たぶん悪魔がの秋日和のレビュー・感想・評価

たぶん悪魔が(1977年製作の映画)
4.0
ブレッソンの映画は、体温が低いから好きだ。譬え男女が木の下で、或いは路上で抱き合っていたとしても、譬え女の瞳から涙が零れ落ちていたとしても、男の肩に手を置いたとしても、その圧倒的な低さは決して変わらない。
弾丸で水面に波紋を作ったかと思えば、釣りをして同様に波紋を作ってみせる。これも、どうしても体温の低い演出にしか思えない。ある人物が手をポケットに突っ込むショットと別の人物が手をポケット突っ込むショットを真顔で繋いでみせる感覚も、伸び行く男たちの影も同様だ。
「破壊を宣言する」映画なので、足元の瓶が割られるのは当然なのだろうし、放り投げられた本が車に轢かれるのも仕方がないことだ。勿論、ベッドに身を投げる男女のように木々が倒れていくことも。そのどれもが不自然な世界の中で極々自然に行われていくことに何の疑問も抱きはしないし、この体温の低さを味わうためにブレッソンの映画を観ているので不満なんてあるわけがない。だから、とあるショットに体温を感じてしまったときは、本当にびっくりした。

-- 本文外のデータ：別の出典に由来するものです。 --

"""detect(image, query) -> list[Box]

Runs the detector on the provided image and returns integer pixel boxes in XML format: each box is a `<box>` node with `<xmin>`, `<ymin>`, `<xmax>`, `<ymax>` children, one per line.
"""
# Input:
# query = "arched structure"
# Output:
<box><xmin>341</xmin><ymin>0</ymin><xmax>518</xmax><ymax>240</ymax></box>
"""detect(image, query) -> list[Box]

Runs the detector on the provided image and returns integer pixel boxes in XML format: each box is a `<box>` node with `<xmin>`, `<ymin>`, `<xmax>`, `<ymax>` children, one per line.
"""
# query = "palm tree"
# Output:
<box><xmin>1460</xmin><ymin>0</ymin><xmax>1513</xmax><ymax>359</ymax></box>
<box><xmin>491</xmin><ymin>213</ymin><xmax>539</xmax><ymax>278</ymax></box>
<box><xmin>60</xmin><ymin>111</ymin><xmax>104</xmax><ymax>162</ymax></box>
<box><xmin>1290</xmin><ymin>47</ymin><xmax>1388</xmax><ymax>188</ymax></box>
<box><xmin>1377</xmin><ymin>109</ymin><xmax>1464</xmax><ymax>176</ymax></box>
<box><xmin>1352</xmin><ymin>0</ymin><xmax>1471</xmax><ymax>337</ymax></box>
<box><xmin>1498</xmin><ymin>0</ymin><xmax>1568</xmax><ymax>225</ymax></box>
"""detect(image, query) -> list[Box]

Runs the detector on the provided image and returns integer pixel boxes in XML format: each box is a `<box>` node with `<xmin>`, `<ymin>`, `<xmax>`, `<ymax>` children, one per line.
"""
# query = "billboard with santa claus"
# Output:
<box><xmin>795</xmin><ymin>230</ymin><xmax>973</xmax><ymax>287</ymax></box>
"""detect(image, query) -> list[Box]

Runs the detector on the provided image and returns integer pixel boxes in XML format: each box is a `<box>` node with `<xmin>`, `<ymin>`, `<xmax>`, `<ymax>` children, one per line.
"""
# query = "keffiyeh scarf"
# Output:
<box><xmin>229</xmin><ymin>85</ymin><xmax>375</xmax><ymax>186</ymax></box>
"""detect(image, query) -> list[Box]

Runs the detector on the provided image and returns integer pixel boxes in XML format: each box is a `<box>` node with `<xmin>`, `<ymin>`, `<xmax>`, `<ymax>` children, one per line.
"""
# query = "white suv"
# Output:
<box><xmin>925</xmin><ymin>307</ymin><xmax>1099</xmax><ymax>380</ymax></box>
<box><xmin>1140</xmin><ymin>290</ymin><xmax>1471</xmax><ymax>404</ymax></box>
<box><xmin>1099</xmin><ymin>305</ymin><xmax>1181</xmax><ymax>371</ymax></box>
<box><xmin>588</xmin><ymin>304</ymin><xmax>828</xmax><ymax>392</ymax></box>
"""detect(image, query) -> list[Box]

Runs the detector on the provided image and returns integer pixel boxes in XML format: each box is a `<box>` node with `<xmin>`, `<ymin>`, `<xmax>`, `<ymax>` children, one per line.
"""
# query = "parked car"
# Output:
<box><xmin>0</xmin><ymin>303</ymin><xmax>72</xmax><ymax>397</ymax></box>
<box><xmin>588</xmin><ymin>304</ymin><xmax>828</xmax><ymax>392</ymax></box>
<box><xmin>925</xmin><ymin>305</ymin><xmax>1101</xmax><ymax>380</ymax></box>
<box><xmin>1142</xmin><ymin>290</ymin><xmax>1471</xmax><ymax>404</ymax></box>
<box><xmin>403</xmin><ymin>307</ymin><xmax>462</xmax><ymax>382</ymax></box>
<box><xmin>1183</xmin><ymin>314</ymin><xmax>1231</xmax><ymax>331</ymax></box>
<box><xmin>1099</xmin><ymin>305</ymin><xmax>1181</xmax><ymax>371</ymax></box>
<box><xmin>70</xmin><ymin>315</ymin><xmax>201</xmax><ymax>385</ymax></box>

手提げを持って階段を降りる女。その後ろから男がやってくる。男は女の荷物を持ってあげるのだけれど、その瞬間はわざわざカットを割って手渡すアップショットをインサートせずにひとつの流れとしてワンショットで処理をする……たったこれだけのシーンなのに、何故か「人間らしいじゃん!」と思ってしまった。物を渡す動作なんていくらでもあるこの映画で、ここだけが妙に温かみを感じられたのはどうしてだろう。もしかして他の作品でも似たようなことをやっていたのだろうか。自分が単純に見逃していただけなのだろうか……。
少し妙な見方かもしれないけれど、これだから映画は面白いと思う。ただただカッコいい!とだけ思っていたブレッソンの作品たち、この機会に観直してみようかな。